Serum urate and hsCRP have been examined at baseline and each three months for the primary 12 months after which yearly. A doctor identified historical past of gout was ascertained at baseline and subsequent assaults have been assessed throughout follow-up as a part of the systematic hostile occasion reporting. The charges of gout assaults and main hostile CV occasions (coronary heart assault, stroke, re-vascularisation, and CV dying) have been in contrast throughout completely different baseline serum urate ranges and by randomized remedy project.

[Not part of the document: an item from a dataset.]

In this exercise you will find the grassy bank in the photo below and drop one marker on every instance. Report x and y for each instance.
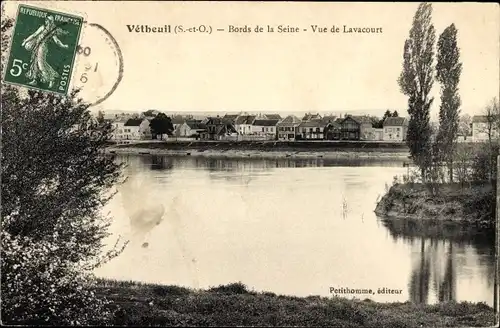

Within the outcomes from the unique trial, neutropenia was extra frequent amongst sufferers who have been assigned to obtain canakinumab than amongst these within the placebo group, and considerably extra deaths have been attributed to an infection or sepsis within the pooled canakinumab teams than within the placebo group (incidence charge Zero.31 vs. Zero.18 occasions per 100 person-years; P=Zero.02). Thrombocytopenia was extra frequent amongst sufferers who have been assigned to obtain canakinumab than amongst these within the placebo group, however no vital distinction within the incidence of hemorrhage was noticed.